1. Circulate the Idea

Before creating a GEP, share your high level idea with the community. This can be in one of many forms:

2. Agree on the Goals

Although it can be tempting to start writing out all the details of your proposal, it's important to first ensure we all agree on the goals. The first version of your GEP should aim for a "Provisional" status and leave out any implementation details, focusing primarily on "Goals" and "Non-Goals".

3. Document Implementation Details

Now that everyone agrees on the goals, it is time to start writing out your proposed implementation details. These implementation details should be very thorough, including the proposed API spec, and covering any relevant edge cases. Note that it may be helpful to use a shared doc for part of this phase to enable faster iteration on potential designs.

It is likely that throughout this process, you will discuss a variety of alternatives. Be sure to document all of these in the GEP, and why we decided against them. At this stage, the GEP should be targeting the "Implementable" stage.

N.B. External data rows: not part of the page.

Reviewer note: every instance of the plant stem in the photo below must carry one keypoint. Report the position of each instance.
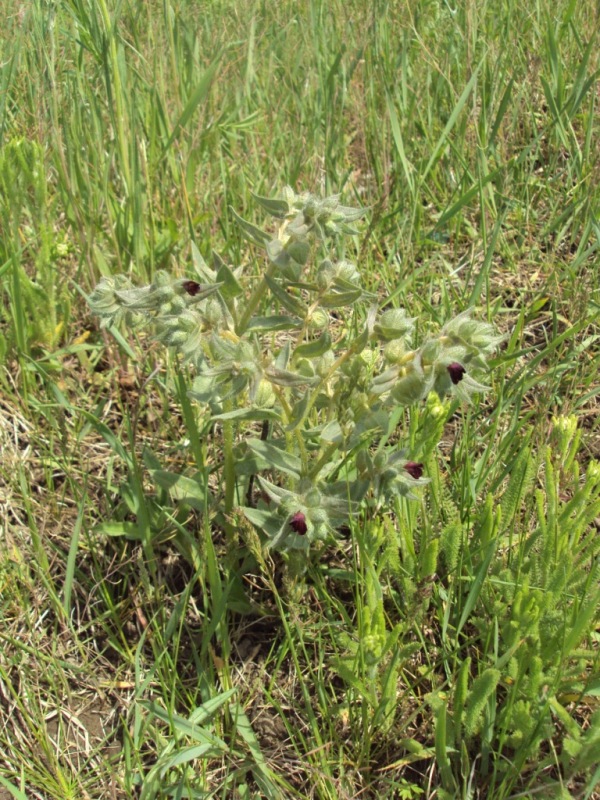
(228, 459)
(255, 299)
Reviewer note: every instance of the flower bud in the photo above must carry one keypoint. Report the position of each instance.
(318, 319)
(191, 287)
(414, 469)
(298, 523)
(456, 372)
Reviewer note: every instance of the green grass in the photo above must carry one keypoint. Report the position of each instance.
(452, 650)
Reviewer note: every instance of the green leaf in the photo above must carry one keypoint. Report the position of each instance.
(477, 584)
(282, 377)
(336, 298)
(253, 233)
(130, 530)
(277, 322)
(292, 304)
(191, 727)
(196, 97)
(249, 415)
(230, 288)
(182, 488)
(276, 208)
(204, 272)
(315, 348)
(276, 457)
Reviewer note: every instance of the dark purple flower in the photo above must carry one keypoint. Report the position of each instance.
(191, 287)
(298, 523)
(414, 469)
(456, 372)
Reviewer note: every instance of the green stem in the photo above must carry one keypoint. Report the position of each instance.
(255, 299)
(228, 459)
(119, 116)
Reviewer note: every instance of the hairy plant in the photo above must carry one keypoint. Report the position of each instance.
(304, 354)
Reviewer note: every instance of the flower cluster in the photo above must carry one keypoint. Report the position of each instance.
(325, 366)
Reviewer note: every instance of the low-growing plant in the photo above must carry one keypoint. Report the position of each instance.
(305, 373)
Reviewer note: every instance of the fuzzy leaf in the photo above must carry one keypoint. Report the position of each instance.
(276, 457)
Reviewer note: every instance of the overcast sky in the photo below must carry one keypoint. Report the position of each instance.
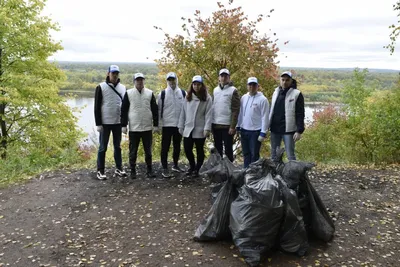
(321, 33)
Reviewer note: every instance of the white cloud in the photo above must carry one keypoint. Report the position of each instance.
(322, 33)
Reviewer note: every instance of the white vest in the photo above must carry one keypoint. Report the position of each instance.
(222, 105)
(111, 106)
(139, 114)
(290, 108)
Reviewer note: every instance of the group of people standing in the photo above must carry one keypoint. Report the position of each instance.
(194, 115)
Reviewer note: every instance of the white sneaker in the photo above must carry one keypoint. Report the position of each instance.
(120, 173)
(101, 176)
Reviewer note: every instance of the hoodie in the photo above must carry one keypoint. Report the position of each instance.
(254, 113)
(173, 102)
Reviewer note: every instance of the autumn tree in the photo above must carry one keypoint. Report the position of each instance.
(395, 29)
(32, 114)
(225, 39)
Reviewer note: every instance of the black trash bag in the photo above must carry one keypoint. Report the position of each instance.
(321, 224)
(292, 171)
(238, 177)
(255, 218)
(215, 225)
(293, 235)
(258, 169)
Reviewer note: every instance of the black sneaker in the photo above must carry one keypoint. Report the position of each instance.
(120, 172)
(101, 175)
(133, 174)
(150, 174)
(176, 168)
(165, 173)
(195, 174)
(189, 172)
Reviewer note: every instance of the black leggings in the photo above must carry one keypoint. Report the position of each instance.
(188, 143)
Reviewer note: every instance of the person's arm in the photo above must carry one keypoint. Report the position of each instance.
(209, 111)
(125, 110)
(264, 117)
(154, 110)
(235, 109)
(182, 118)
(159, 109)
(240, 117)
(98, 99)
(300, 113)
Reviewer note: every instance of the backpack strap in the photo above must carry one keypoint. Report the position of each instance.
(163, 97)
(162, 102)
(112, 87)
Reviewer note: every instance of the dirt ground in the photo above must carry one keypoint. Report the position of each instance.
(68, 218)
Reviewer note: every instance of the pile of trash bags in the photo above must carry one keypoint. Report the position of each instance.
(269, 205)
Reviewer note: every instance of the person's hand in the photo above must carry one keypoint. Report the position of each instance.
(296, 136)
(260, 139)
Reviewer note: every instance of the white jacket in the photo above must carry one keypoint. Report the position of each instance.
(111, 105)
(254, 113)
(290, 108)
(196, 117)
(173, 103)
(139, 114)
(222, 104)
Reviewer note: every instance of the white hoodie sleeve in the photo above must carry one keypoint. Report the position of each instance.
(182, 117)
(240, 117)
(264, 117)
(160, 122)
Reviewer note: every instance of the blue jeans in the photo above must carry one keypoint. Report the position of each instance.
(250, 146)
(276, 140)
(116, 130)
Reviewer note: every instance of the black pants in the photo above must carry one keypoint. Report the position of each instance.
(188, 143)
(222, 139)
(169, 133)
(104, 137)
(147, 141)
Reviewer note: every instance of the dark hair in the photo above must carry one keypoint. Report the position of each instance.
(202, 94)
(294, 84)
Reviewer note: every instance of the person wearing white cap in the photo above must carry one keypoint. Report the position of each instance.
(107, 113)
(140, 111)
(286, 117)
(252, 121)
(226, 105)
(170, 101)
(195, 123)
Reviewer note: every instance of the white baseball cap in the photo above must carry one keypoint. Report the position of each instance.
(197, 78)
(138, 75)
(171, 75)
(113, 68)
(252, 80)
(226, 71)
(288, 73)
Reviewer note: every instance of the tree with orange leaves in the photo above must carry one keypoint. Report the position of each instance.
(225, 39)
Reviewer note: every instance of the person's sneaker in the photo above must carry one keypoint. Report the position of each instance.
(176, 168)
(189, 172)
(150, 174)
(165, 173)
(120, 172)
(101, 175)
(133, 174)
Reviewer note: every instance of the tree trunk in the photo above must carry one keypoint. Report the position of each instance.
(3, 128)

4. Implement the GEP as "Experimental"

With the GEP marked as "Implementable", it is time to actually make those proposed changes in our API. In some cases, these changes will be documentation only, but in most cases, some API changes will also be required. It is important that every new feature of the API is marked as "Experimental" when it is introduced. Within the API, we use <gateway:experimental> tags to denote experimental fields.

Before these changes are released, they will also need to be documented. GEPs that have not been both implemented and documented before a release cut off will be excluded from the release.

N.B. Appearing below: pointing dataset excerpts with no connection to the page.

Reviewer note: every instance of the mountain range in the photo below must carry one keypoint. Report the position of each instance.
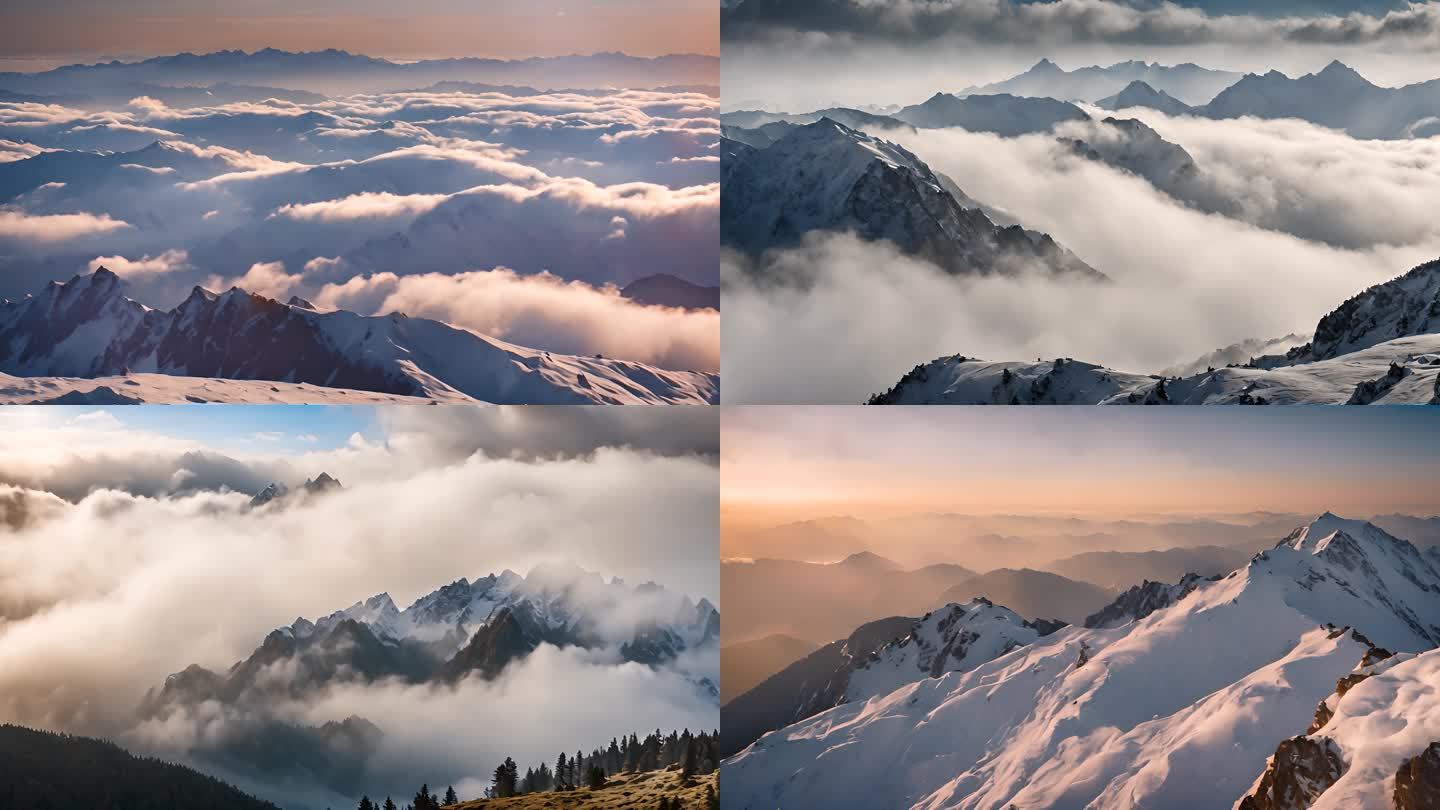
(1188, 82)
(1381, 346)
(1338, 97)
(1184, 696)
(461, 630)
(827, 176)
(87, 327)
(339, 71)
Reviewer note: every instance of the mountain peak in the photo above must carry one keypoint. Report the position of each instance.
(1339, 69)
(1326, 525)
(869, 559)
(321, 483)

5. Graduate the GEP to "Standard"

Once this feature has met the graduation criteria, it is time to graduate it to the "Standard" channel of the API. Depending on the feature, this may include any of the following:

  1. Graduating the resource to beta
  2. Graduating fields to "standard" by removing <gateway:experimental> tags
  3. Graduating a concept to "standard" by updating documentation


Each GEP has a status field that defines it's current state. Each transition will require a PR to update the GEP and should be discussed at a community meeting before merging. Most GEPS will proceed through the following states:

  • Provisional: The goals described by this GEP have consensus but implementation details have not been agreed to yet.
  • Implementable: The goals and implementation details described by this GEP have consensus but have not been fully implemented yet.
  • Experimental: This GEP has been implemented and is part of the "Experimental" release channel. Breaking changes are still possible.
  • Standard: This GEP has been implemented and is part of the "Standard" release channel. It should be quite stable.

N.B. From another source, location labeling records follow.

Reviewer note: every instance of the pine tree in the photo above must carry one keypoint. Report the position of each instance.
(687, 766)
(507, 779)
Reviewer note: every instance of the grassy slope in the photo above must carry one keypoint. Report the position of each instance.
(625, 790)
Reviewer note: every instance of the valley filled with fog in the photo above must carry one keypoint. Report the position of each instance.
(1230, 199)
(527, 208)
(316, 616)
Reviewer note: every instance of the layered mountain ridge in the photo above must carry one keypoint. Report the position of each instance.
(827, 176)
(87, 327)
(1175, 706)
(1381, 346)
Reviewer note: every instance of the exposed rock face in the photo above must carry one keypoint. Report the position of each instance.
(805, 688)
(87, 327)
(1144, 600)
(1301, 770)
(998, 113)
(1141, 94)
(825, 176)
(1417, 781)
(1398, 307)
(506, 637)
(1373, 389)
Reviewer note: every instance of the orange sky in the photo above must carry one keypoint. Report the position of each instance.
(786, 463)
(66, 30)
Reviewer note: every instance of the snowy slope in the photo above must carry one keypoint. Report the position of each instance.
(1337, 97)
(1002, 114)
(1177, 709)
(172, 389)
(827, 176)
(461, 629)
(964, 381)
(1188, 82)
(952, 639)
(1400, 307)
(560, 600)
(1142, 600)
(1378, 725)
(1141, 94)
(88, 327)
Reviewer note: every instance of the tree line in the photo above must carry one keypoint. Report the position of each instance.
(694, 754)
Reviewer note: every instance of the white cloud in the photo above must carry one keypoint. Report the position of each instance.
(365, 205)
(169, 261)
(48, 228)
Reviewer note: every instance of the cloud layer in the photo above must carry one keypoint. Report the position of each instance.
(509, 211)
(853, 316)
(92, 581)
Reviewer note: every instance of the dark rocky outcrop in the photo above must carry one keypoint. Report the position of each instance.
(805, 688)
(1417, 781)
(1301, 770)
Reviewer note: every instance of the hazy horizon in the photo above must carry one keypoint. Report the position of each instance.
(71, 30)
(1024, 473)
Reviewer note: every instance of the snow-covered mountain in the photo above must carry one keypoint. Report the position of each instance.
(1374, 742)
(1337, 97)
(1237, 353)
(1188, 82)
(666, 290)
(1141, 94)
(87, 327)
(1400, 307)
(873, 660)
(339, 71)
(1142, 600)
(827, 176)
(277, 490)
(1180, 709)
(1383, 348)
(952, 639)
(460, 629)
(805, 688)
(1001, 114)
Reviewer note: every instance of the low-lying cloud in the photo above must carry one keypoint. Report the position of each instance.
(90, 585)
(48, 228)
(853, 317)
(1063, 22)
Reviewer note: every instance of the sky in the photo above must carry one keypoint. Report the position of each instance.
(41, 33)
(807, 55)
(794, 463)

Although less common, some GEPs may end up in one of the following states:

  • Deferred: We do not currently have bandwidth to handle this GEP, it may be revisited in the future.
  • Rejected: This proposal was considered by the community but ultimately rejected.
  • Replaced: This proposal was considered by the community but ultimately replaced by a newer proposal.
  • Withdrawn: This proposal was considered by the community but ultimately withdrawn by the author.


GEPs should match the format of the template found in GEP-696.

Out of scope

What is out of scope: see text from KEP. Examples:

  • Bug fixes
  • Small changes (API validation, documentation, fixups). It is always possible that the reviewers will determine a "small" change ends up requiring a GEP.


  • Q: Why is it named GEP?
  • A: To avoid potential confusion if people start following the cross references to the full KEP process.
  • Q: Why have a different process than mainline?
  • A: We would like to keep the machinery to an absolute minimum for now -- this may change as we move to v1.
  • Q: Is it ok to discuss using shared docs, scratch docs etc?
  • A: Yes, this can be a helpful intermediate step when iterating on design details. It is important that all major feedback, discussions, and alternatives considered in that step are represented in the GEP though. A key goal of GEPs is to show why we made a decision and which alternatives were considered. If separate docs are used, it's important that we can still see all relevant context and decisions in the final GEP.